I would love some of my grandma's things or inherited furniture. Except all our grandparents are in their 80s/90. We're nearing 40 and our parents are 70. Our parents are the ones who will get everything and sell it for cash or toss it. I assume we'll be retired before we get any possessions from our parents. Inherited furniture/dishes only goes to children, not grandchildren or great grandchildren.


How weird that this is so rigid. You must have a lot of people dying in your family if you have such rigid rules.

Why would your parents sell it instead of giving it to you?


My mom died recently and left her things to us children. We then brought in the grandkids, other family and close friends and divided things up. What we had left we donated to a couple needy families who needed extra furniture. We threw very little away. It was so hard because we loved her, but we took great care with her things that she loved. Some of you are so cold and heartless.

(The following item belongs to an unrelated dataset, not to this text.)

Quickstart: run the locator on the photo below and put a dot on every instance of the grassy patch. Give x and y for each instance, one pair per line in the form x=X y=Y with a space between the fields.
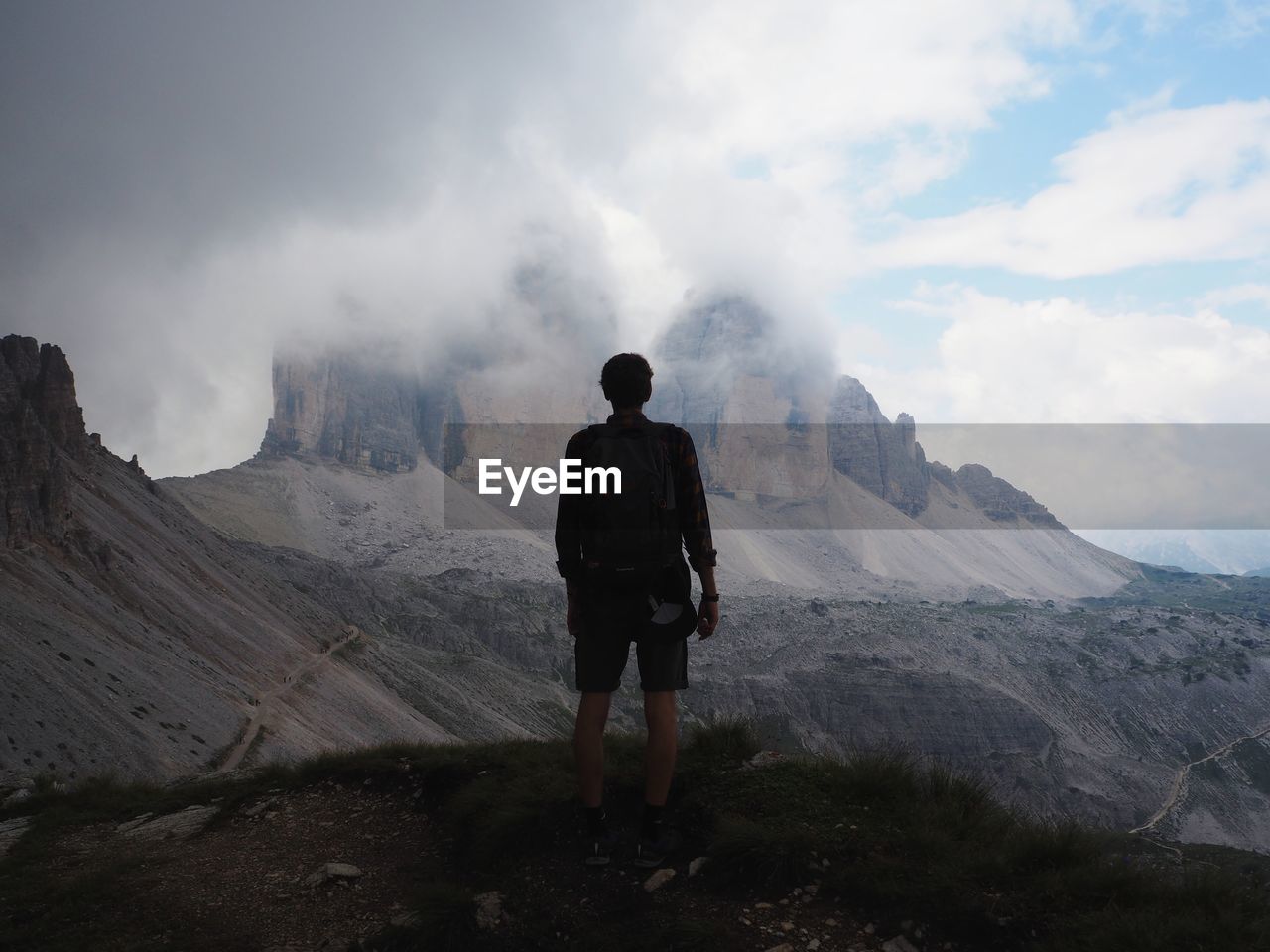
x=883 y=832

+1 my sisters and I did the same


+2 We did the same in our family when each of my Grandmothers died and we'll do it again when my mother passes. Each time it has been very special. Even the littlest grandchild participated and took away a treasure. We threw away almost nothing. What we didn't take with us was donated to local families in need - everything from furniture to pots and pans, even the contents of the freezers and pantries were donated. Honestly, it didn't really take much time at all and we're so glad we did it as we did. And now we treasure those items that we have because of the memories they give us.